It is an illuminating suggestion even if it does not adequately cover the play of Peter and the angels.
The Montessori doctrine is that children are driven into make-believe by being deprived by their adult environment of the opportunity to exercise their instincts for practical activities. Thus the little girl plays house under the table because the actual house she lives in is too big for her to look after it herself and her mother finds her in the way When she tries to help. Hence, when the age is reached at which conscious pretending becomes possible a world of make-believe comes into existence which the Montessori school dispels by providing the children with apparatus suited to their size and to the particular practical instincts that are at the moment ripe for development.

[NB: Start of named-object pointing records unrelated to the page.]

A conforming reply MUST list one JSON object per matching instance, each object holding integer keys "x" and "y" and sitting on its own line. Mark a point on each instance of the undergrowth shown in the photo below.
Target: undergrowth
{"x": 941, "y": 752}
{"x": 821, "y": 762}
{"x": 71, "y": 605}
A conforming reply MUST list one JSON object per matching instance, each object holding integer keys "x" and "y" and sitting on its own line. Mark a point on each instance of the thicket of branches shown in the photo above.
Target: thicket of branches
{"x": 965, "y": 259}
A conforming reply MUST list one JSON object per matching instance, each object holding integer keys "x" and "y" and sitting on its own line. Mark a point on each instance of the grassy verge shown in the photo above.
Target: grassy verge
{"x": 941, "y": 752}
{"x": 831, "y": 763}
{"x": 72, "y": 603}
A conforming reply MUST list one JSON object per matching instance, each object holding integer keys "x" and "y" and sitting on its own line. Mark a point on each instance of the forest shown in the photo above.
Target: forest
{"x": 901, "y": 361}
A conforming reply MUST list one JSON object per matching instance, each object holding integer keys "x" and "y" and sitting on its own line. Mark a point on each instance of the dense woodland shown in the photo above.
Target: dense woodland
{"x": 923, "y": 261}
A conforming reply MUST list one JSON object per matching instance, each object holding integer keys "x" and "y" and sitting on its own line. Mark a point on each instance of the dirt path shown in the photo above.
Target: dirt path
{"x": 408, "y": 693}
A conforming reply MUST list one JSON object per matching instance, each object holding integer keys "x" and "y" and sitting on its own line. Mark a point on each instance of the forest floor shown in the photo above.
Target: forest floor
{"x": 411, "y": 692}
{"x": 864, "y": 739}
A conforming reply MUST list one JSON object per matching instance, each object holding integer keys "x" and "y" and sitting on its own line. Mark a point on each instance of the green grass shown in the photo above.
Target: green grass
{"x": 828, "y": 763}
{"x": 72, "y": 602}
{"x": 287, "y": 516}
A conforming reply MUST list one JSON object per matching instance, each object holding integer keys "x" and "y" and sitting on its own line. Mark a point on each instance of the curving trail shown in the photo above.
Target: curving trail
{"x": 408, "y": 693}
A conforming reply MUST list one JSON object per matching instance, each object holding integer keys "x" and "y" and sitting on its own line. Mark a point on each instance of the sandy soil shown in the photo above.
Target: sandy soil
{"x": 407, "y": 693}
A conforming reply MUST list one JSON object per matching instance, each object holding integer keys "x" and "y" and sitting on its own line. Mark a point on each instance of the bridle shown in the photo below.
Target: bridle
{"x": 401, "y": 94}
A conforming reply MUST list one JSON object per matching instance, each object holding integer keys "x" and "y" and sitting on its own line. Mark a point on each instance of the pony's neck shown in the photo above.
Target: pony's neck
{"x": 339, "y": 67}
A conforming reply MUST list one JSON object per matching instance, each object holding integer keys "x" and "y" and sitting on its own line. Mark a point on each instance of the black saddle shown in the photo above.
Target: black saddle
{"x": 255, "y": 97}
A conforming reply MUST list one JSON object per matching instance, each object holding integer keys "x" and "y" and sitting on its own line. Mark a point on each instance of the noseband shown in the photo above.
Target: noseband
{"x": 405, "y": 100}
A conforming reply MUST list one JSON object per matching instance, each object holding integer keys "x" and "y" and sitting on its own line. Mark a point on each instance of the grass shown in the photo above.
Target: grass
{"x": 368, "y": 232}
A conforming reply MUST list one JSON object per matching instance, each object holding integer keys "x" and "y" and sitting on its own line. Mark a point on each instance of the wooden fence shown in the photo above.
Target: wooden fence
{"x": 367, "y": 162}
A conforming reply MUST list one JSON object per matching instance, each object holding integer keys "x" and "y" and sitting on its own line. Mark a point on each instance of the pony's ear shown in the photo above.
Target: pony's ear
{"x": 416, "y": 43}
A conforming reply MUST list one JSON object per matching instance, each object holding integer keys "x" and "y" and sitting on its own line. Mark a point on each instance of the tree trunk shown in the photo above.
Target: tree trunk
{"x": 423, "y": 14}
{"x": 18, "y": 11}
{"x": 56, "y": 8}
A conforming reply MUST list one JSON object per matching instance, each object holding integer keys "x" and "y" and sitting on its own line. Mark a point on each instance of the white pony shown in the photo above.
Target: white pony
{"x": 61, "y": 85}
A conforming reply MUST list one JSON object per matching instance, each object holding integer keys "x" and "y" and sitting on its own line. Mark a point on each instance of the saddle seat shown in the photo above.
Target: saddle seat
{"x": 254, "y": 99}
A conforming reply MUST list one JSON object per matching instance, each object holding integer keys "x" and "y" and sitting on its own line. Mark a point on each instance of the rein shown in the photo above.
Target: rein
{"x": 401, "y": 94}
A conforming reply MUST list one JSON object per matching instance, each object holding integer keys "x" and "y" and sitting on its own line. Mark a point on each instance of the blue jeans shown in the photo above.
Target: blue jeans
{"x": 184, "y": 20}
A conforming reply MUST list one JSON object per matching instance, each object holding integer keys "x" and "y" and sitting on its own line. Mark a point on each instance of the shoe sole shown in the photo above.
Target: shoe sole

We are not altogether happy about the total abolition of the children's world of make-believe, but we see great scope for the application of the method to the world of grown-ups.
The specific practical instincts of children which Mr. Claremont stresses in this Appendix have their counterpart in adults. The normal man feels an urge to be making, shaping, planning, taking initiative or responsibility, and so on. And there is a natural medium in which these instincts can be exercised, namely in carrying out the necessary work of the world by which men feed and clothe themselves and hold society together.
But the trend of the industrialism of the machine age has been to get more and more of the world's work done without recourse to these creative and moral powers. A comparatively few high-grade organisers and technicians get full scope for them but all that is asked of the mass of producers is to submit to factory discipline and to repeat some narrowly specialised action in attendance on a machine. If their instincts for construction, design, organisation and the rest are to be satisfied it must be in something else than the world's work.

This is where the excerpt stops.